NAESP Partners with White House for Mental Health Conference
The event brought together national leaders from education, state and local governments, as well as mental health advocates, health care providers, faith leaders, and individuals who have struggled with mental health problems. These stakeholders discussed how to work together to reduce the stigma associated with mental health issues.
The conference is part of NAESP’s ongoing partnership with the White House and other national education organizations to raise awareness of common mental health needs facing students and schools.
“NAESP is pleased that the White House continues to recognize mental health issues as a national priority, especially as educators work to support students and families in need,” said Gail Connelly, NAESP Executive Director.
The conference celebrated the launch of www.mentalhealth.gov, which provides resources for educators and schools to help families who may be struggling with mental health issues. The site features information on the basic signs of mental health problems, how to talk about mental health, and ways to find help.

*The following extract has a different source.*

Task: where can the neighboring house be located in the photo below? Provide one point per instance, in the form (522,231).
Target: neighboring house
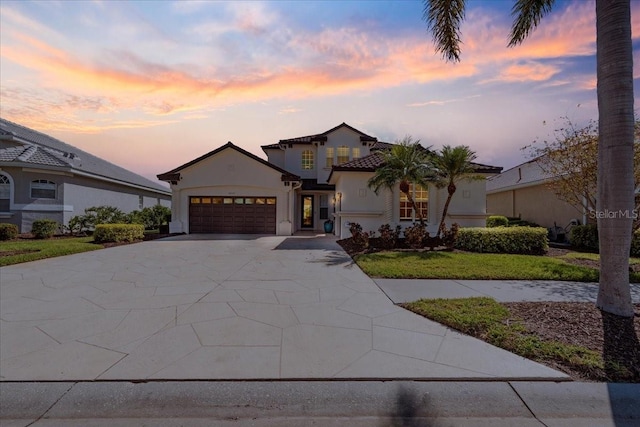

“Today, professionals can identify mental health issues in children at earlier ages, sometimes as young as kindergartners. We must do more as a nation to support their work and provide early intervention support and services,” said Connelly. “NAESP hopes that this partnership with the administration and its awareness efforts will lead to expanded resources for student mental health services at the local level.”
NAESP has invited principals to create a dialogue in their schools and local communities on mental health, including how bullying prevention and social/emotional learning programs have helped raise awareness of mental health and related issues.
Since the tragedy at Sandy Hook Elementary School in Newtown, Connecticut, NAESP has worked to highlight the critical need to support school communities’ safety, and to provide greater access to coordinated mental health services for students and families. Principals must have the ability to bring school and community resources together to provide students with the help they need.
NAESP has provided lawmakers with research-based, nonpartisan recommendations on how policy can better support effective strategies for schools to ensure students’ mental health and well-being. Specifically, the recommendations call for greater authority and resources for principals to create a school culture and climate that centers on student learning.